2008-08-05 18:47:58

by Michael Madore

[permalink] [raw]
Subject: task blocked for more than 120 seconds (2.6.26.1)

Hi,

Running 2.6.26.1 I am receiving errors similar to the following when
stress testing systems:

INFO: task kjournald:1004 blocked for more than 120 seconds.
"echo 0 > /proc/sys/kernel/hung_task_timeout_secs" disables this message.
kjournald D ffff81013d347000 0 1004 2
ffff81013cce9de0 0000000000000046 ffff81013cce9d90 ffffffff810478c5
ffff810001069378 ffff81013cdd2cc0 ffff810120454320 ffff81013cdd3010
ffff81013cce9de0 ffffffff81048096 ffff81013cce9db0 0000000000000246
Call Trace:
[<ffffffff810478c5>] ? enqueue_hrtimer+0xd1/0xdf
[<ffffffff81048096>] ? hrtimer_start+0x122/0x144
[<ffffffffa0023be3>] :jbd:journal_commit_transaction+0xe9/0xd1e
[<ffffffff8103bb2d>] ? lock_timer_base+0x26/0x4a
[<ffffffff81045534>] ? autoremove_wake_function+0x0/0x38
[<ffffffff8103bba7>] ? try_to_del_timer_sync+0x56/0x62
[<ffffffffa002713e>] :jbd:kjournald+0xc3/0x1fb
[<ffffffff81045534>] ? autoremove_wake_function+0x0/0x38
[<ffffffffa002707b>] ? :jbd:kjournald+0x0/0x1fb
[<ffffffff810453ff>] kthread+0x49/0x76
[<ffffffff8100cd08>] child_rip+0xa/0x12
[<ffffffff810453b6>] ? kthread+0x0/0x76
[<ffffffff8100ccfe>] ? child_rip+0x0/0x12

This is on a 16 core Intel system with a single SATA disk and 4GB of
memory. This particular instance of the error occurred after about an
hour.

I was previously using 2.6.24.7 from Fedora 8 and that did not exhibit
the problem.

Mike Madore


2009-12-17 19:54:47

by Michael Madore

[permalink] [raw]
Subject: Re: task blocked for more than 120 seconds (2.6.26.1)

Hi,

I am experiencing a strange problem running linux on the Intel DP55WG
motherboard.
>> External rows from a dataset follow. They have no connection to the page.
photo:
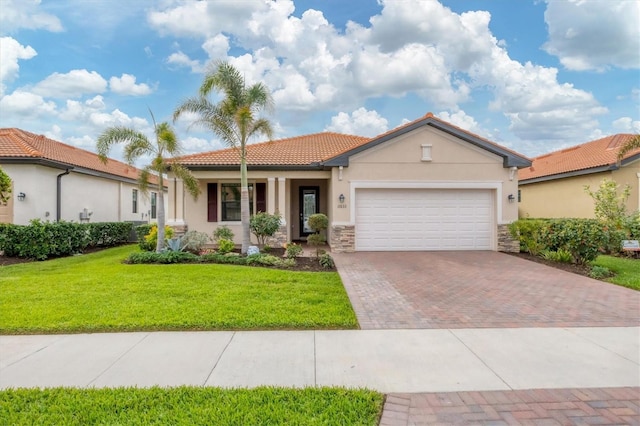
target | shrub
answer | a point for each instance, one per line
(194, 241)
(326, 261)
(560, 256)
(264, 225)
(528, 232)
(151, 239)
(318, 222)
(600, 272)
(223, 233)
(164, 257)
(225, 246)
(141, 232)
(107, 234)
(293, 250)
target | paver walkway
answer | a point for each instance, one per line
(477, 290)
(600, 406)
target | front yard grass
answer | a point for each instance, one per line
(98, 293)
(190, 406)
(627, 270)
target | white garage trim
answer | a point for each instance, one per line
(425, 219)
(458, 184)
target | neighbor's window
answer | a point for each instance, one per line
(134, 201)
(230, 201)
(154, 205)
(426, 152)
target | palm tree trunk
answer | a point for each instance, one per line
(244, 207)
(160, 214)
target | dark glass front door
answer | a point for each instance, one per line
(309, 204)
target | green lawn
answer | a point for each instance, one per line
(190, 406)
(627, 270)
(96, 292)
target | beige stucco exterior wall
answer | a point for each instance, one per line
(184, 209)
(398, 163)
(108, 200)
(567, 197)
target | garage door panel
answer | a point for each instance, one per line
(424, 219)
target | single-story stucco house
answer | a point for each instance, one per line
(426, 185)
(553, 186)
(53, 181)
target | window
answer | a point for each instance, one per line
(426, 152)
(134, 201)
(154, 205)
(230, 201)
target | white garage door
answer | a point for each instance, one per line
(424, 219)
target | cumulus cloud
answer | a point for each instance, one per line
(627, 125)
(182, 60)
(593, 35)
(73, 84)
(409, 48)
(126, 85)
(26, 14)
(10, 52)
(360, 122)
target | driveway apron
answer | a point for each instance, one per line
(477, 289)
Installation goes fine, but when the system is warm
booted, I get the following error message from the BIOS POST:

"The system BIOS has detected unsuccessful POST attempt(s). Possible
causes include recent changes to BIOS Performance options or recent
hardware changes. Press 'Y' to enter BIOS Setup or press 'N' to cancel
and attempt to boot with previous settings."

Selecting either option allows the system to boot, but the same error
will be displayed on the next warm boot. If the system is powered off
and then on instead, the error is not displayed.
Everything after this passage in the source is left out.